Chaque génération d’agriculteurs doit composer avec le manque de relève et constamment s’adapter pour réussir dans le milieu. L’année 2019 a été particulièrement mouvementée pour l’industrie au Québec.
La question se pose toujours: les agriculteurs ont-ils encore un avenir au Québec? Les avis sont partagés. Éleveur de bisons depuis huit ans à La Terre des Bisons à Rawdon, dans Lanaudière, Jean-Philippe de Montigny est optimiste : « Oui, il y a un avenir pour les agriculteurs. Cependant, le métier va se modifier au fil du temps. On a besoin de nourriture, d’aliments [plus naturels]. Il faut changer nos habitudes de consommation. » En revanche, c’est le manque de relève qui lui fait le plus mal, compte tenu de la charge de travail qui ne fait qu’augmenter. C’est une réalité vécue par un bon nombre de fermiers.
L’horticulteur Raïs Zaidi, alias le « le Pirate Vert », s’est plutôt tourné vers l’agriculture urbaine, c’est-à-dire une agriculture pratiquée en ville qui se veut plus écologique et qui sert à nourrir seulement ceux qui la pratiquent. Pour lui, il s’agit d’une alternative intéressante à l’agriculture dite traditionnelle, qui consiste à produire des aliments en quantité, souvent par l’usage de produits chimiques. Bien qu’il produise moins de fruits et de légumes qu’une grande ferme familiale traditionnelle, il ne chôme pas et nourrit adéquatement sa famille, sans difficultés financières. M. Zaidi s’implique au sein de plusieurs projets liés à l’agriculture urbaine dans le but de faire connaître ses avantages à un plus grand nombre de personnes.
Une pénurie contestée
Selon Jean-Philippe de Montigny, cette pénurie de main-d’œuvre en agriculture ne date pas d’hier. « Posséder une entreprise agricole est très prenant, ça demande beaucoup de temps, d’énergie et d’argent pour assurer la rentabilité de celle-ci », explique l’agriculteur. Pour ces raisons, les jeunes délaissent graduellement ce mode de vie depuis plusieurs années.

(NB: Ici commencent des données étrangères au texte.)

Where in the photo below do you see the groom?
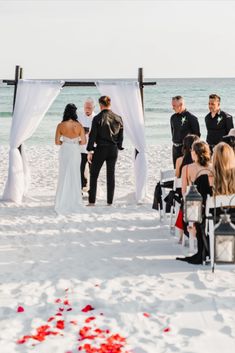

Cependant, pour le professeur de la Faculté des sciences de l’agriculture et de l’alimentation à l’Université Laval, Dany Cinq-Mars, le manque de relève n’est pas préoccupant. « Nous avons des nombres plus importants d’étudiants en agriculture malgré un creux démographique de naissances, ces années-ci. Au contraire, les jeunes sont de plus en plus intéressés », affirme-t-il.
Pourtant, avec le nouveau Guide alimentaire canadien, cette profession en prend pour son rhume cette année. Auparavant, le Guide laissait une place de choix aux produits laitiers, qui sont désormais inclus dans la catégorie des produits protéinés. Les producteurs laitiers craignent une baisse de consommation du lait. Selon M. de Montigny, on peut revaloriser cette profession en en parlant plus, en faisant de la publicité ou en montrant les beaux côtés, comme le fait de travailler en nature. « Le Pirate Vert », quant à lui, pense qu’il faut se rapprocher des consommateurs : « il faut travailler avec les citoyens au lieu des organismes et des instances politiques. De cette façon, les agriculteurs ont plus de chance de se faire entendre. [...] Mais on est sur la bonne voie actuellement. »
Les femmes sous-représentées
Autre constat préoccupant: la majorité des agriculteurs sont des hommes. Même s’il s’agit d’une profession traditionnellement masculine, cette tendance change graduellement. Florence Paradis, qui termine la technique en production horticole et de l’environnement volet grandes cultures et cultures maraîchères à l’Institut de technologie agroalimentaire (ITA), à Saint-Hyacinthe, en témoigne : « En tant que femme, il est évident que je me démarque dans le domaine agricole. Pour être prise au sérieux dans le milieu de l’agriculture, une femme se doit de posséder une multitude d’expériences y étant reliées ou une expertise qui ne peut être remise en question. » Sa collègue Véronique Bélanger n’est pas du même avis et croit plutôt que seule la passion importe : « Non, je suis une passionnée comme tous ceux qui décident de faire de l’agriculture leur métier, leur mode de vie. »
Bref, la majorité des intervenants interrogés s’entendent tous sur un point : il y a encore place à l’agriculture au Québec.